Changing Profiles
Zinnia Ray Chaudhuri
FROM OBEROI TO OYO: BEHIND THE SCENES WITH THE MOVERS AND SHAKERS OF INDIA’S HOTEL INDUSTRY by Chitra Narayanan Penguin Random House, India, 2020, 319 pp., 399.00
September 2020, volume 44, No 9

Most of us still peruse a list of hotels that pop up on various aggregators like we do a menu at an expensive restaurant—with one eye on the prices on the right. We are usually looking for a hotel or a homestay within our budget which will meet our basic requirements of, as Chitra Narayanan puts it, the four Bs—bed, bath, breakfast and broadband.

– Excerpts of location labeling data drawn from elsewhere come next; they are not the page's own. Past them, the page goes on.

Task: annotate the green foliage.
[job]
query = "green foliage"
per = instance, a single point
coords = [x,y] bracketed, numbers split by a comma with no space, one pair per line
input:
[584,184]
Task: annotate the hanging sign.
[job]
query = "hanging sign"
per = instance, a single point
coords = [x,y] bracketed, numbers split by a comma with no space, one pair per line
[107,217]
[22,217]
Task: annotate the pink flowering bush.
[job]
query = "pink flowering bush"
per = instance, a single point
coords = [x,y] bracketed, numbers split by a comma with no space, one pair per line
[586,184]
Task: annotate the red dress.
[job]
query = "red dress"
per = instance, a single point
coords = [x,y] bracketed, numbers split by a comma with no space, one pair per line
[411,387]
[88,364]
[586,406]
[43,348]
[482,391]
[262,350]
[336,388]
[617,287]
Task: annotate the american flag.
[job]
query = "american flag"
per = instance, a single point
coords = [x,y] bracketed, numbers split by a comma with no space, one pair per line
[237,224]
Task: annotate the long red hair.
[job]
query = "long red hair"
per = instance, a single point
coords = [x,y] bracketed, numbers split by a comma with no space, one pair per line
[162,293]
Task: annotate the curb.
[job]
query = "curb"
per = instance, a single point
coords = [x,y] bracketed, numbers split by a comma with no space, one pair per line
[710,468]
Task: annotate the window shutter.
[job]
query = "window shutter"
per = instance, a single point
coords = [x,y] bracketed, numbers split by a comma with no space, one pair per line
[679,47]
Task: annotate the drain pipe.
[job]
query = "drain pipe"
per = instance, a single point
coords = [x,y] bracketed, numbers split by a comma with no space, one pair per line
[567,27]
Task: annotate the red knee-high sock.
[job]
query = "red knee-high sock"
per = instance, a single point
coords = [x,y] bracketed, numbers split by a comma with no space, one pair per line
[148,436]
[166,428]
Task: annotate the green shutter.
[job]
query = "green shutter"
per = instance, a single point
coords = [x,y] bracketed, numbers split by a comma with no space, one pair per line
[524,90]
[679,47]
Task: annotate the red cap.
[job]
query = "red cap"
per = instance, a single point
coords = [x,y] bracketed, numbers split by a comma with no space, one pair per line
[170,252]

Narayanan, a Delhi-based journalist, has spent years observing the hotel industry. While the average traveller looks at a hotel through the twin lens of basic amenities and budget, Narayanan looks at the pricing methods, consumer behaviour, history of the brand and the innovations and technology being employed to attract customers. In her book, From Oberoi to OYO: Behind the Scenes with the Movers and Shakers of India’s Hotel Industry, Narayanan not only charts the history of hospitality in India, but also its evolution, while making educated predictions about its future (which, unfortunately, Covid has now rendered precarious).

The story of hotels and hotel chains in India is not purely one of business; there is sentimentality involved. There is nostalgia for the colonial aesthetic and, more importantly, the service and treatment one got during the British Raj era—servers in crisp white and smart turbans ensuring that the tea is poured just so in a tea room where no entry is allowed to those who dare to show up in open-toed sandals. ‘One often visits hotels just to recall the good old days and get charmed by the legends and stories, provided the hotels are smart enough to play them up,’ writes Narayanan. She gives the example of hotels like The Imperial in Delhi, The Savoy in Mussoorie and the Great Eastern in Kolkata—each patronized by some of history’s greatest political and cultural figures. The graceful Imperial is where Jawaharlal Nehru, Mahatma Gandhi, Muhammad Ali Jinnah and Lord Mountbatten met to discuss the Partition; The Great Eastern served as a muse to celebrated Bengali author Sankar for his book Chowringhee; and a mysterious, unsolved murder of an English woman at The Savoy in 1911 inspired Agatha Christie to write her very first novel—The Mysterious Affair at Styles.